You might NEVER be able to use a Section 21
Published on Thu, 1st Mar 2018 15:47
The new Section 21 (form 6A) was published in the Deregulation Act 2015.
It was intended that the courts would be able to use this S21 to monitor some of the mandatory requirements, thus the court would check that the following had been served correctly:-
Gas safety certificate (CP12) – where required;
EPC – where required’
The ‘How to Rent’ booklet. See the February news update email.
But as is often the case, the legislation has now caused problems.

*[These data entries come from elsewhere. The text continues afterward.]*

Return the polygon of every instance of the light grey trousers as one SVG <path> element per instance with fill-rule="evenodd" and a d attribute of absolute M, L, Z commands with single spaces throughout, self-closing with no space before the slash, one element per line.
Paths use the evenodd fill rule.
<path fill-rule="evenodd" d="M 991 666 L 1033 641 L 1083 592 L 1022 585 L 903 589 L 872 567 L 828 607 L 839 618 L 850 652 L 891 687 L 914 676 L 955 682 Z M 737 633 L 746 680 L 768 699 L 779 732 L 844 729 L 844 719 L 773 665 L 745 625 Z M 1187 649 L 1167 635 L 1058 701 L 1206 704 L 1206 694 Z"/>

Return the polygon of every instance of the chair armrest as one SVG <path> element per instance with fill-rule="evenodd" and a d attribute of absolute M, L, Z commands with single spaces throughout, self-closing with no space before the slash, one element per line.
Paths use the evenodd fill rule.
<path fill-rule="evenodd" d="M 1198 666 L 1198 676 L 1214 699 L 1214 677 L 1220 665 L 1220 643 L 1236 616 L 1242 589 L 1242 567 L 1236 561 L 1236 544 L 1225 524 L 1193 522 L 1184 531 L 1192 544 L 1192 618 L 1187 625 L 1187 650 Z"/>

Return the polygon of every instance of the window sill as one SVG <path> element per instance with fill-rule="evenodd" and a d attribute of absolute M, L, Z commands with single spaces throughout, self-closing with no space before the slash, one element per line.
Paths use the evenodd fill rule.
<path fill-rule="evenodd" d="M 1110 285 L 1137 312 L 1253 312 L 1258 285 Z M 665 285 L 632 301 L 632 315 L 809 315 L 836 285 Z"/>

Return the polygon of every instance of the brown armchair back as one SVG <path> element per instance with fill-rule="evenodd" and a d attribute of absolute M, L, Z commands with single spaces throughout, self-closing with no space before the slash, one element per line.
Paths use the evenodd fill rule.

The requirement for gas was in paragraphs 36 (6 & 7) of the Gas Safety (Installation and Use) Regulations 1998 where it states that the gas safety certificate must be served on an existing tenant within 28 days of the check being completed; but also states that the certificate must be served on ‘any new tenant …. before the tenant occupies those premises.
This came to light in a recent court case (Caridon property Ltd v Monty Shooltz) where His Honour Judge Luba QC ruled that by taking the requirements of the 2015 Act with the 1998 Act it was not technically possible for a S21 to ever be used where the gas safety certificate had not been served on a new tenant before the tenant occupies the premises.
Whilst the Judge had to allow the appeal by Shooltz to disallow the S21, he did question whether this was what was intended by Parliament.
This leaves a severe problem for anyone serving the gas safety on after the tenant moves in – which I would suggest would the majority of tenancies.
The Government are being lobbied to clarify this situation.
Note this only applies to any AST commencing on or after October 1st 2015
THE IMPORTANT THING IS TO SERVE THE GAS SAFETY BEFORE THE TENANT OCCUPIES A NEW TENANCY.